第一章 歓談部の平和な日常(1)
1月25日月曜日。
ようやく退院出来た黒神終夜は今日から学校へと復帰することになった。しかし、彼を待っていたのは2人の少女を救ったことへの賛美ではなく、クラスメートによる質問攻めと溜まりに溜まった宿題の山であった。
「何で俺がこんな目に……」
学校に復帰する前に髪を切ってショートヘアとなった鋭い目を持つ少年は、歓談部の部室で机に突っ伏していた。
対面してポニーテールの茶髪の少女、月宮早織が座っている。
「まあ、あれだけ休んでたら流石に……」
「サボりじゃないんだから少しくらい勘弁してくれてもいいのによ」
更に、黒神にはランク戦への参加が言い渡されていた。今までの活躍が逆に仇となった形であろう。学校としても、『英雄』が所属している以上は彼を活用したいということか。
「そう言えば、黒神君はなんだかんだランク戦には参加したことないんだっけ」
早織は両手で頬杖をついたまま、深いため息を吐いている黒神に尋ねる。
「ああ、そもそも能力者になってからロクに授業受けてないしな。おかげで担任に怒られたよ、『人を助けるのは結構だが、自分のことも心配しろ』ってな」
黒神は唇を尖らせていかにも不機嫌そうに言った。
今や、黒神終夜の名はホープのみならずエデン中に知れ渡っている。いや、彼の名よりも『英雄』という単語が広がっていると言った方が正しいだろう。
1度目はエデンを、2度目は2人の少女を。規模は違えど、その行為が褒め称えられるのは当然のことだ。
とはいえ、黒神はそんなこと考えていなかった。あくまで、エデンのメディアが――いや、エデンの上層部がそう印象付けさせたに過ぎない。

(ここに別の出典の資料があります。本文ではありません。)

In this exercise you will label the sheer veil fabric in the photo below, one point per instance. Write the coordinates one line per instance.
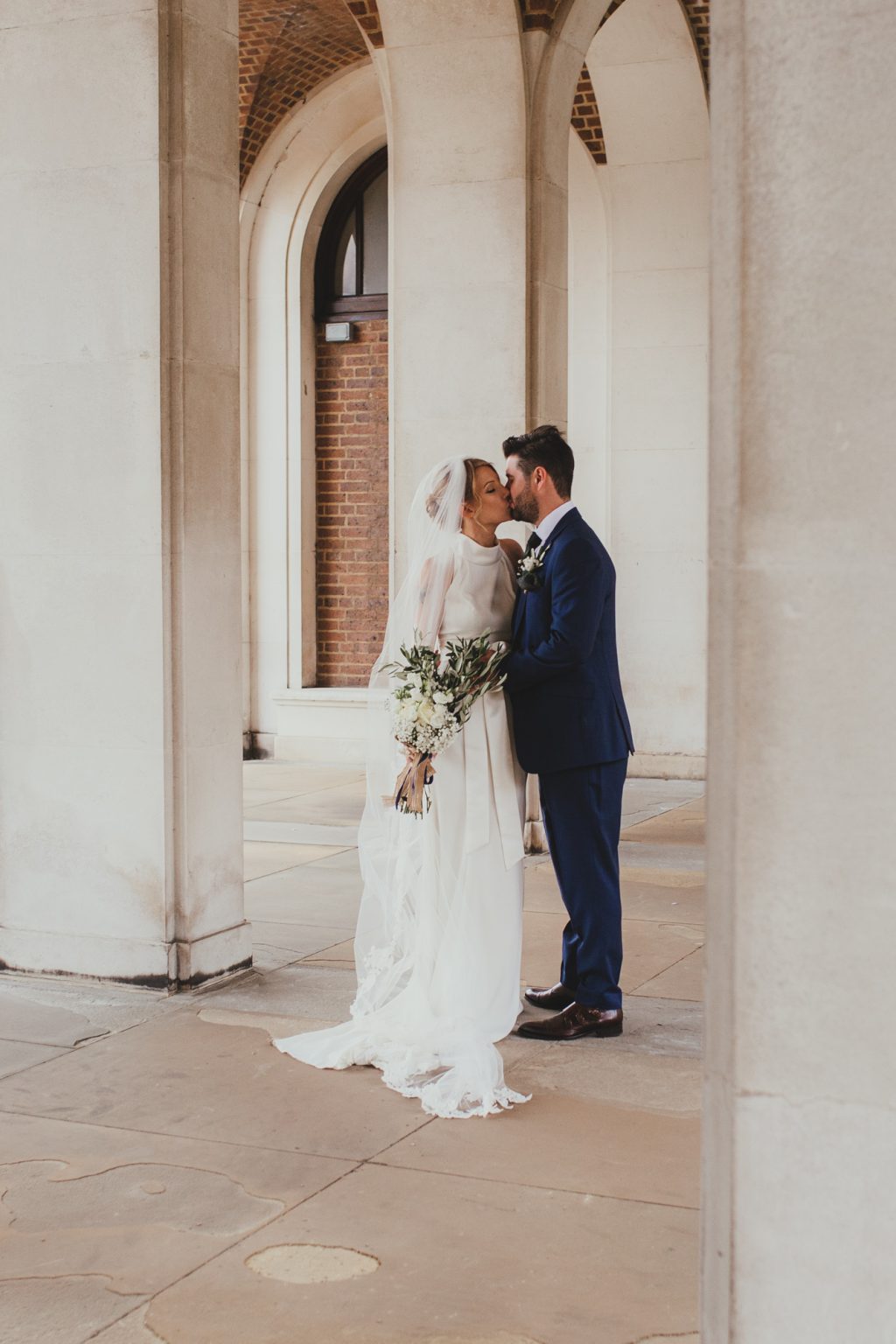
(439, 928)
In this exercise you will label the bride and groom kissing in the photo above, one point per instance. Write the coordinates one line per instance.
(439, 932)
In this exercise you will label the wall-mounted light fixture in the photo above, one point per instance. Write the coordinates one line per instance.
(339, 331)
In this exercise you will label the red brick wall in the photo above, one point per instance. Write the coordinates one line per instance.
(286, 47)
(352, 503)
(586, 118)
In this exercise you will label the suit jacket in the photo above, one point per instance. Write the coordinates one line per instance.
(564, 674)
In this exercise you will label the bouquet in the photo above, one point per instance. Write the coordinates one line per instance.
(436, 692)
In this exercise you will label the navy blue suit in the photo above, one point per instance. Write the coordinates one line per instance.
(571, 729)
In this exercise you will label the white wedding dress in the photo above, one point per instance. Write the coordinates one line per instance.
(439, 937)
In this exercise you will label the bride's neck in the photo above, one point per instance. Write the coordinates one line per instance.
(479, 534)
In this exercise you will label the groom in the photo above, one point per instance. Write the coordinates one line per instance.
(571, 729)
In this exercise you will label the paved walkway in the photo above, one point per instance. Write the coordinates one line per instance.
(170, 1176)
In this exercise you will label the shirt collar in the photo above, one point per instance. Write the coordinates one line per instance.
(549, 523)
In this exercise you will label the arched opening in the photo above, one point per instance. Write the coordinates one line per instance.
(639, 253)
(351, 430)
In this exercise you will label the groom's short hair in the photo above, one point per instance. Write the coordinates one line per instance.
(544, 446)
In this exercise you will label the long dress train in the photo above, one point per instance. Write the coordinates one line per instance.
(439, 934)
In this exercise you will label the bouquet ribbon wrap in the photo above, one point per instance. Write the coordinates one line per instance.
(410, 787)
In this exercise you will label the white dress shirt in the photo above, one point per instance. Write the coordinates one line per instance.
(551, 521)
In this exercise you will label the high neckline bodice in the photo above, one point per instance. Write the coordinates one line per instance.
(477, 554)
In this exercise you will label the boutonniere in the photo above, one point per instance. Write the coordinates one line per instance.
(529, 571)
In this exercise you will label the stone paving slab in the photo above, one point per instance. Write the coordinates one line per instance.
(17, 1055)
(101, 1218)
(684, 980)
(262, 858)
(308, 895)
(178, 1077)
(459, 1260)
(67, 1012)
(155, 1145)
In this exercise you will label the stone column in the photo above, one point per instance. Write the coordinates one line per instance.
(120, 742)
(800, 1153)
(456, 105)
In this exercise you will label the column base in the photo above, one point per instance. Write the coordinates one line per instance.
(144, 964)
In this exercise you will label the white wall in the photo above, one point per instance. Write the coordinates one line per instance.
(120, 762)
(284, 205)
(654, 118)
(589, 339)
(801, 1138)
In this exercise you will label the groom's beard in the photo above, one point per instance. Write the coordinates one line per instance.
(526, 508)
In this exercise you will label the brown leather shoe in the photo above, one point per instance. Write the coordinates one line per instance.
(574, 1022)
(556, 998)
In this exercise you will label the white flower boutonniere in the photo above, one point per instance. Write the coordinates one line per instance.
(529, 571)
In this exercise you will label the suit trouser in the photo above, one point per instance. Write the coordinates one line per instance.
(582, 812)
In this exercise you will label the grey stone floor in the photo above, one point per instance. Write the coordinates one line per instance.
(167, 1175)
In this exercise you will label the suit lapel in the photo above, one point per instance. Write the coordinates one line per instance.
(560, 527)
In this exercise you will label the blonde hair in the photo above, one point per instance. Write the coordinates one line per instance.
(471, 466)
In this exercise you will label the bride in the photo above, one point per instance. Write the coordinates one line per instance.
(439, 929)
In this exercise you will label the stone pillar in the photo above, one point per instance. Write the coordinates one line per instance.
(120, 742)
(800, 1153)
(456, 105)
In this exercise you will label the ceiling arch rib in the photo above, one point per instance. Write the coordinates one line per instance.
(288, 47)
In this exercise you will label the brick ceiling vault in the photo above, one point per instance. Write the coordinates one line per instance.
(539, 15)
(286, 47)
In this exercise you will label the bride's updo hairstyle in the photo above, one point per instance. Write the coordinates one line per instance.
(436, 500)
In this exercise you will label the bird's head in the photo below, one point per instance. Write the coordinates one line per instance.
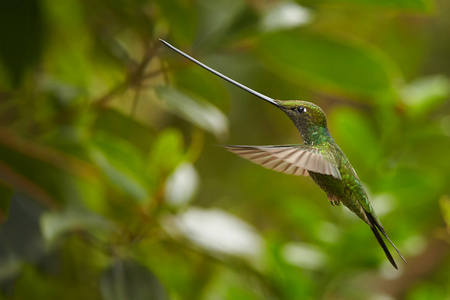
(302, 113)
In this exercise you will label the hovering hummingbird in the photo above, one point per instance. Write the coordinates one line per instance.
(319, 157)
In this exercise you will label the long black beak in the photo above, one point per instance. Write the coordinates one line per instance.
(257, 94)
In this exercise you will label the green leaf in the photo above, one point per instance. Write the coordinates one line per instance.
(423, 6)
(6, 193)
(55, 224)
(44, 173)
(122, 164)
(167, 151)
(328, 63)
(355, 135)
(122, 126)
(20, 37)
(127, 280)
(195, 110)
(426, 93)
(444, 203)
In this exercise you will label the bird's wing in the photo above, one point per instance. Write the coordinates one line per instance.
(295, 160)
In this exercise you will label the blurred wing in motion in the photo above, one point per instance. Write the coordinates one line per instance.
(295, 160)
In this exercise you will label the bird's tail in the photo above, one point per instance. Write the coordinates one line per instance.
(376, 229)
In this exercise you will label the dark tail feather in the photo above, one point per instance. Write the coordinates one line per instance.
(375, 226)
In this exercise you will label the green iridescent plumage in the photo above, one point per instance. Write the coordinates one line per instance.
(318, 157)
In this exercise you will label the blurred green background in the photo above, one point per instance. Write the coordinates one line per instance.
(112, 183)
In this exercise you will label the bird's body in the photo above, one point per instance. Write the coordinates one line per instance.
(318, 157)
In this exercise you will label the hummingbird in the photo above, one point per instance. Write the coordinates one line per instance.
(319, 157)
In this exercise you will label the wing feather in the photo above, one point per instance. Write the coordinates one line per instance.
(296, 160)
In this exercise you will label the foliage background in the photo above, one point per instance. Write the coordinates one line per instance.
(112, 186)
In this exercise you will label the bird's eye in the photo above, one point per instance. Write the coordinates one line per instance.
(301, 109)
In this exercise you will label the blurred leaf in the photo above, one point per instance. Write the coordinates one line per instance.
(326, 62)
(215, 17)
(225, 232)
(401, 5)
(122, 126)
(44, 173)
(167, 151)
(21, 34)
(127, 280)
(444, 203)
(181, 17)
(285, 15)
(356, 137)
(122, 165)
(6, 193)
(426, 93)
(195, 110)
(55, 224)
(182, 185)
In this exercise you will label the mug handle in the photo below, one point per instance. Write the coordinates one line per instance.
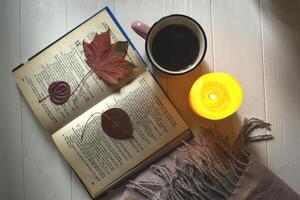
(140, 28)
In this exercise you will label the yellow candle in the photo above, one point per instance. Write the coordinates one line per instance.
(215, 96)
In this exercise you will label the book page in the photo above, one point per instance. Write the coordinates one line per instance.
(99, 159)
(65, 61)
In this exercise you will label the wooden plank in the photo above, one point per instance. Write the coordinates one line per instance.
(46, 174)
(281, 44)
(11, 162)
(77, 12)
(238, 51)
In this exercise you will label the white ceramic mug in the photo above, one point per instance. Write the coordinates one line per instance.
(149, 33)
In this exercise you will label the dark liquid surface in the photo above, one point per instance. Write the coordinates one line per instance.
(175, 47)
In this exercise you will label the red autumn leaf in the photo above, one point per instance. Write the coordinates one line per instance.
(106, 59)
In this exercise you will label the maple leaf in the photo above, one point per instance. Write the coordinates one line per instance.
(106, 59)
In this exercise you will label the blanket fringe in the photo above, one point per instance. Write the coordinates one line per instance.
(207, 171)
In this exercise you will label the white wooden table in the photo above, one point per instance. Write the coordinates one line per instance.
(258, 41)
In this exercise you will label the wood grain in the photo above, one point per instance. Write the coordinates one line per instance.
(46, 174)
(281, 44)
(11, 151)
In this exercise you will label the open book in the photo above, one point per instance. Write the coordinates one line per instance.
(100, 161)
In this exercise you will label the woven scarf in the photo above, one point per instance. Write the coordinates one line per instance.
(209, 168)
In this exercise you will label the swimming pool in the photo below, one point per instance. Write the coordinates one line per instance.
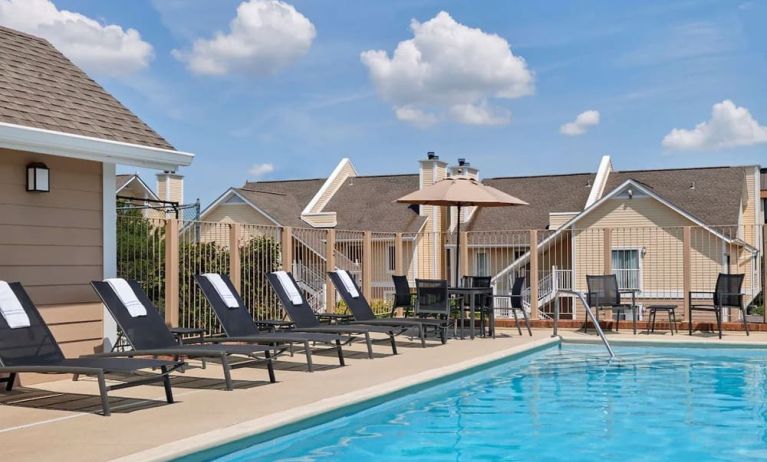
(567, 403)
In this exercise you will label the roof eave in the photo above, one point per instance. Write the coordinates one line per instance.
(61, 144)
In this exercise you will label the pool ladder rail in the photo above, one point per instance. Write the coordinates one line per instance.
(589, 313)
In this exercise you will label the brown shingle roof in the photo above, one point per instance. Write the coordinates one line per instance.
(715, 199)
(545, 194)
(367, 203)
(282, 200)
(41, 88)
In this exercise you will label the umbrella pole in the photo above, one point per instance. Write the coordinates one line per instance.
(458, 249)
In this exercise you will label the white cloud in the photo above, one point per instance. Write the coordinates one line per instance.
(264, 37)
(730, 126)
(581, 124)
(105, 49)
(259, 170)
(449, 70)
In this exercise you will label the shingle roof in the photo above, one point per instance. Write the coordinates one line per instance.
(41, 88)
(545, 194)
(715, 199)
(282, 200)
(367, 203)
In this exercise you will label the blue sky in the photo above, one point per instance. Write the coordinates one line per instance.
(646, 67)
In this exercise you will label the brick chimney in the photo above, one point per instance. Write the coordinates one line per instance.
(170, 187)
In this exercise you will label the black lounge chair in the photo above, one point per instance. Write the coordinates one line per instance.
(239, 326)
(149, 336)
(363, 313)
(306, 321)
(33, 349)
(728, 293)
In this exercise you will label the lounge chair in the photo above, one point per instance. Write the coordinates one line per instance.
(32, 348)
(148, 335)
(728, 293)
(239, 326)
(363, 314)
(305, 320)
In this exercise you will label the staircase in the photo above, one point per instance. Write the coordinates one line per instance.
(312, 284)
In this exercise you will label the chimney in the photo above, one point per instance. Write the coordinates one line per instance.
(464, 168)
(170, 187)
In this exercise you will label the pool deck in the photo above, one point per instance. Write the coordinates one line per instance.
(58, 421)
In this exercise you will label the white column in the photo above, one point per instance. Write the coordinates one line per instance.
(109, 248)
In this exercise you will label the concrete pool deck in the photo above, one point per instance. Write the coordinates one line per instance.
(57, 420)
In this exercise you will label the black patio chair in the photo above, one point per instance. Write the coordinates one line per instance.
(727, 294)
(305, 320)
(34, 349)
(403, 296)
(515, 303)
(239, 326)
(604, 294)
(432, 299)
(149, 336)
(363, 313)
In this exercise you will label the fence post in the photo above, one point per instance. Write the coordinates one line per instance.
(287, 248)
(533, 274)
(464, 270)
(367, 267)
(234, 256)
(171, 273)
(764, 271)
(330, 252)
(399, 262)
(608, 251)
(686, 269)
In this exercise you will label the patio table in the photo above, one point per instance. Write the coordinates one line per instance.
(471, 293)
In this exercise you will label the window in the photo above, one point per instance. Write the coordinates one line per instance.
(482, 266)
(626, 267)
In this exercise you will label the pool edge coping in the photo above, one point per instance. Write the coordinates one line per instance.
(190, 445)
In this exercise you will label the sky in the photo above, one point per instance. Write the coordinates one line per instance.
(263, 89)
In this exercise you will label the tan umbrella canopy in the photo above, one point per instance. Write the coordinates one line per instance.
(460, 191)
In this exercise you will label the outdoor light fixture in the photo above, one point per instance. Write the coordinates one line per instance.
(38, 178)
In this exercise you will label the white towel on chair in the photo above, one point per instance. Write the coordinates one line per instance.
(290, 288)
(11, 308)
(127, 296)
(348, 283)
(222, 289)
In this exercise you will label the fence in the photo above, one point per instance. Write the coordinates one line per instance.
(662, 263)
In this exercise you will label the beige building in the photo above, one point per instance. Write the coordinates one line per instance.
(608, 221)
(53, 116)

だが、そんなことは関係なく本当に彼に感謝している人間もいる。その中の1人が、黒神の目の前にいる少女だ。
「黒神君なら、ランク戦でもトップクラスに行けると思うんだけどな。少なくともウチの学校内なら1位にでも」
「いやいや、言っとくけど俺はまだ能力者としては初心者なんだからな。今まで経験を積んできた奴らには勝てないって」
「そうかなぁ。私は勝てると思うよ?」
早織はお世辞でそう言っているわけではない。彼の戦いをその目で見ているからこその言葉だ。
「どうせ参加しなきゃならんし、その前に片付けるべきものが山積みなんだよな」
黒神の視線の先には、出された宿題のせいでパンパンに膨らんでいる通学バッグがある。それどころか、入りきれなかったものが入っている紙袋まであるのだ。
それを見て、黒神は再び大きなため息を吐く。『英雄』と言えど、彼はまだ学生。学校という縛りからは逃げられないのである。